Een meta-analyse van 54 epidemiologische onderzoeken rapporteerde een iets hoger risico (RR = 1,24) op de diagnose van borstkanker bij vrouwen die momenteel combinatie-OAC's gebruiken. Het overmatige risico verdwijnt geleidelijk in de loop van de 10 jaar na het staken van het gebruik van COC's.Omdat borstkanker zeldzaam is bij vrouwen onder de 40 jaar, is het hogere aantal diagnoses van borstkanker bij huidige en recente COC-gebruikers beperkt in verhouding tot het algehele risico op borstkanker. Borstkanker gediagnosticeerd bij vrouwen die COC's hebben gebruikt, is doorgaans minder klinisch gevorderd dan de kankers die worden gevonden bij vrouwen die nog nooit COC's hebben gebruikt. Het waargenomen hogere risicopatroon kan te wijten zijn aan een vroege diagnose van borstkanker bij COC-gebruikers, de biologische effecten van COC's of een combinatie van beide.
In zeldzame gevallen zijn goedaardige levertumoren en, in nog zeldzamere gevallen, kwaadaardige levertumoren gemeld bij COC-gebruikers. In geïsoleerde gevallen hebben deze tumoren geleid tot levensbedreigende intra-abdominale bloedingen. Overweeg daarom de mogelijkheid van leverkanker in de differentiële diagnose wanneer een EVRA-gebruiker ernstige pijn in de bovenbuik, leververgroting of tekenen van intra-abdominale bloeding heeft.
Andere condities
• De contraceptieve werkzaamheid kan verminderd zijn bij vrouwen die 90 kg of meer wegen (zie rubrieken 4.2 en 5.1).
• Vrouwen met hypertriglyceridemie, of een familiegeschiedenis hiervan, kunnen een verhoogd risico hebben op pancreatitis bij het gebruik van gecombineerde hormonale anticonceptiva.
• Hoewel kleine verhogingen van de bloeddruk zijn gemeld bij veel vrouwen die hormonale anticonceptiva gebruiken, zijn klinisch significante verhogingen zeldzaam. Een definitief verband tussen het gebruik van hormonale anticonceptiva en klinische hypertensie is niet vastgesteld. Als tijdens het gebruik van een gecombineerd hormonaal anticonceptivum in aanwezigheid van reeds bestaande hypertensie, een constant hoge bloeddruk of een significante stijging van de bloeddruk niet adequaat reageert op een antihypertensieve behandeling, stop dan met het gebruik van het gecombineerde hormonale anticonceptivum. Dit gebruik mag worden hervat als het mogelijk is om normotensieve waarden te verkrijgen door middel van antihypertensieve therapie.

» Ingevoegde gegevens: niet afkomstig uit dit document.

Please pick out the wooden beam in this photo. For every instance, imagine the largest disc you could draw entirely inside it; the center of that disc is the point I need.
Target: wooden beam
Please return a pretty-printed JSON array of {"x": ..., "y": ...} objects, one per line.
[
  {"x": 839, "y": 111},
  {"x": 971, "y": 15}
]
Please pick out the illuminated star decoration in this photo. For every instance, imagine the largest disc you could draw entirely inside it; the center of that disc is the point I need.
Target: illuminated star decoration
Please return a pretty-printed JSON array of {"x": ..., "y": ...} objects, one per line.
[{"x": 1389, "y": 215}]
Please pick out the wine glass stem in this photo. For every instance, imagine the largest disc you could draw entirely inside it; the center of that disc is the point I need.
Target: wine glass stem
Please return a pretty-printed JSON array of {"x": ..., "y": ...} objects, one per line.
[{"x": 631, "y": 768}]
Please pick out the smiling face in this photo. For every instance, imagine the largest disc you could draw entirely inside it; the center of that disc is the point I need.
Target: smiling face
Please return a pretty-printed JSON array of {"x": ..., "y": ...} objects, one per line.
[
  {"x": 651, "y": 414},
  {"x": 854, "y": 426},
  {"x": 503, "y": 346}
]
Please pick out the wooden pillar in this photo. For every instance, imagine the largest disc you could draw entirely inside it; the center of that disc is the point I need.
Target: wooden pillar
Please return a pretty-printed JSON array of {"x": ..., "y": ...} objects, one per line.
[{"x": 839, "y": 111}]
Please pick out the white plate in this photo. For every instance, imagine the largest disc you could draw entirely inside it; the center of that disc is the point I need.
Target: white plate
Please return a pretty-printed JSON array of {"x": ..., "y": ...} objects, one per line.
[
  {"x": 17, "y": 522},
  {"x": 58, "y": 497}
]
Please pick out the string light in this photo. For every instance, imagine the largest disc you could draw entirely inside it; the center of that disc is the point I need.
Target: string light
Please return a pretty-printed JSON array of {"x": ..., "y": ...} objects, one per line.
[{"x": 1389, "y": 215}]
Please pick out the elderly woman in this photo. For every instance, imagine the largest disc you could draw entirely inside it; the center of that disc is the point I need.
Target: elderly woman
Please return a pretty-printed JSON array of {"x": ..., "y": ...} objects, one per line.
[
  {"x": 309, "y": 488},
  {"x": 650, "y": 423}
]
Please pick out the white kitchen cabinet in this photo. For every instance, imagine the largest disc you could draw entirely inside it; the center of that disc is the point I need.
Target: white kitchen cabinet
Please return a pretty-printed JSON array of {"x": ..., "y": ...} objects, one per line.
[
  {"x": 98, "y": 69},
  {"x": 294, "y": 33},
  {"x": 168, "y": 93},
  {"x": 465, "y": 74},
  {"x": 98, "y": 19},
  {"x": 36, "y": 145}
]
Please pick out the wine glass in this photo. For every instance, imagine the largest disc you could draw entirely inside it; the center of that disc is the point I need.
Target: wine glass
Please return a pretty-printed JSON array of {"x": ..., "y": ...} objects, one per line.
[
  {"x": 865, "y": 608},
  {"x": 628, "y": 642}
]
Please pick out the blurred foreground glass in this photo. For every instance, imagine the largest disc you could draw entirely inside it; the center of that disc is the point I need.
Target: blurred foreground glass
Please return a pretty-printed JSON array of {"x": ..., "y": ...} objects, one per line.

• Het optreden of de verslechtering van de volgende aandoeningen is gemeld bij zowel zwangerschap als bij gebruik van een combinatie-OAC, maar het bewijs van een verband met het gebruik van een combinatie-OAC is niet overtuigend: geelzucht en/of pruritus geassocieerd met cholestase, galblaasaandoening waaronder cholecystitis en cholelithiase; porfyrie; systemische lupus erythematosus; hemolytisch uremisch syndroom; chorea van Sydenham; herpes gestationis; gehoorverlies geassocieerd met otosclerose.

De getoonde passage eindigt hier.